Roney fell silent and stared into the fire smoldering in the grate. We all must have sat like that for a minute or longer, until the door burst open. It was Tommy Strickland, a huge and unkempt Welshman who worked at New Scientist, shouting madly that we must come outside and see.

I believe we were all glad of the chance to break from Professor Roney's spell, to stumble out into the cold night air and look at whatever minor disaster had excited Tommy -- an automobile accident or a fire. What we found, though --

How to describe it? A great sphere, reflecting the night sky above and the buildings below it, majestically lifting heavenward, rising above the buildings of Fleet Street behind the Stag. I could not guess its size, except that it was huge.

"Oh, my," said a voice by my shoulder. It was Roney, sucking on a pipe now gone quite dead.
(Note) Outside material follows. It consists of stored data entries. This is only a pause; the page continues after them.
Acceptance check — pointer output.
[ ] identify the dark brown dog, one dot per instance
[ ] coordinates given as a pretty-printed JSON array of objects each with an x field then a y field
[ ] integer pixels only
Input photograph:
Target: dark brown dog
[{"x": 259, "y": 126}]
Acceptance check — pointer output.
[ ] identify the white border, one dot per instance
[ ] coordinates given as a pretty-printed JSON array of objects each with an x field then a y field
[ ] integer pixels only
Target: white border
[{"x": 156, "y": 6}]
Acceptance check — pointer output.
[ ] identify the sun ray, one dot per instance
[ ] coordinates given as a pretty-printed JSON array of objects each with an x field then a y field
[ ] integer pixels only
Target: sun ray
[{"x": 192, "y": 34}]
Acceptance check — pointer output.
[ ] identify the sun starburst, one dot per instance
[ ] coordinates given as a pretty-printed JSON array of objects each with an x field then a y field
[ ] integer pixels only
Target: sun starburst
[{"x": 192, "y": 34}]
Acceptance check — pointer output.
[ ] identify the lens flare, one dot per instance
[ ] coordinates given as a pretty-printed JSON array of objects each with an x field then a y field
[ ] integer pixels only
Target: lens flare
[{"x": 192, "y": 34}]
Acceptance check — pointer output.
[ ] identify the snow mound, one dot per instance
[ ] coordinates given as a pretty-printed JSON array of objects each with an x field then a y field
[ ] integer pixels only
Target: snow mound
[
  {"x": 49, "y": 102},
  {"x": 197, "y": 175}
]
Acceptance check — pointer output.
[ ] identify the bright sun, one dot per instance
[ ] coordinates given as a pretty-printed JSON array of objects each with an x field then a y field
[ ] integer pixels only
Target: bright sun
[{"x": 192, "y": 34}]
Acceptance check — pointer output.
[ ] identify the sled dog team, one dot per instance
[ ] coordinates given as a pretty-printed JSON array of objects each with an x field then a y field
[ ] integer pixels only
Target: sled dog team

"What's down that way? Parliament? Or is it Buckingham Palace? I guess we'll know soon enough -- if it is the IRA..."

Apologies to Arthur Clarke for a cheap knock-off of Tales from the White Hart. And further apologies to Vernor Vinge for borrowing the "bobble". I also freely admit that -- in the course of pointing out a weakness or two of the bobble -- I have myself committed at least two grievous sins against the Gods of Physics. A nod to anyone who points them out.